Few-step AR models preserve camera-controllable generation capability.
As shown in Fig. 2, the model is capable of camera-controllable generation and supports changing the camera action, demonstrating the effectiveness of the distillation algorithm in preserving the model’s controllability.
3.3 Ablation Studies
In this section, we examine key factors encountered during training and present the corresponding ablation studies.
Training data.
We first attempted to train on SpatialVid [wang2025spatialvid] data. Under our current training setup, however, models trained in this way, including both HY1.5 [kong2024hunyuanvideo] and Wan2.1 [wan2025wan], did not yet achieve reliable camera-controllable generation, as illustrated in Fig. 3(a). Even with additional data filtering, the model still struggled to perform accurate camera control in our experiments. We hypothesize that this may be related to the use of perception-estimated camera poses, which can introduce pose noise or trajectory inconsistency compared with ground-truth trajectories. This result should be interpreted as a limitation of our current SpatialVid-based training attempt rather than a conclusion that SpatialVid is unsuitable for this task. We leave improved filtering, pose refinement, and more systematic SpatialVid-based training to future work. Based on this observation, we argue that ground-truth camera poses are crucial. We therefore adopt a 3D reconstruction and re-rendering strategy: we reconstruct scenes from the DL3DV [ling2024dl3dv] dataset and then render videos along prescribed camera trajectories. With this data, the model successfully learns camera controllability, as illustrated in Fig. 3(b). For the open-source version, we adopt another dataset construction strategy: we sample images from OpenVid [nan2024openvid] and other sources, and use WorldPlay [sun2025worldplay] to generate videos following specified camera trajectories. This also provides effective ground-truth trajectories, and the model can likewise learn camera controllability, as illustrated in Fig. 3(c).
Training steps.
Taking HY1.5 as an example, we further report the number of training steps required for the bidirectional diffusion model to acquire camera controllability. We find that after only one to two thousand training steps, the model remains completely uncontrollable, as illustrated in Fig. 4(a). After around five thousand steps, the model begins to exhibit camera controllability, as illustrated in Fig. 4(b). After eight thousand steps, the model achieves strong controllability, as illustrated in Fig. 4(c).
Minimal batch size.
Taking Wan2.1 as an example, we investigate the minimum batch size required for learning camera controllability, aiming to facilitate research under limited computational budgets. We find that when the batch size is smaller than 4, the model often fails to learn camera controllability, as illustrated in Fig. 5(a). With a batch size of 8, the model’s controllability improves substantially, but remains somewhat unstable, as illustrated in Fig. 5(b). With a batch size of 16, the full training pipeline can be successfully completed with high controllability, as illustrated in Fig. 5(c).

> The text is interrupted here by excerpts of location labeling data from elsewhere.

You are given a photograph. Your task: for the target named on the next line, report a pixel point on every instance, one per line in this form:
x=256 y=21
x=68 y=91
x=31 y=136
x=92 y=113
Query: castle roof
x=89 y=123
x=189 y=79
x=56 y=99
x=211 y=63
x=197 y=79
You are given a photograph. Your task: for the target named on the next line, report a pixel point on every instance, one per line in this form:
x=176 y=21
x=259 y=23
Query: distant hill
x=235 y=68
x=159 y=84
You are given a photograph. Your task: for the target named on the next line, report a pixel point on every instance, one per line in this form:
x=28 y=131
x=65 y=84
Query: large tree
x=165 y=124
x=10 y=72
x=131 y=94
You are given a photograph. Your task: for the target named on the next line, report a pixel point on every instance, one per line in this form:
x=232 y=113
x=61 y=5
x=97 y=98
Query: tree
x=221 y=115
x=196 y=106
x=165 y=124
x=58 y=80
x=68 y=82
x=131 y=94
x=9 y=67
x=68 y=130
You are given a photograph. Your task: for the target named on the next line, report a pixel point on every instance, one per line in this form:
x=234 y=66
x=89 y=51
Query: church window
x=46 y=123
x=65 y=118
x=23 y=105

4 Conclusion and the Future Work
We propose minWM, a full-stack open-source framework for video world models. It supports fine-tuning bidirectional T2V or TI2V models for camera-controllable generation, as well as distilling them into real-time interactive AR models. minWM currently supports HY1.5 [kong2024hunyuanvideo] and Wan2.1 [wan2025wan]. In the future, we plan to support additional control conditions beyond camera control, such as pose, and to extend the framework to more models.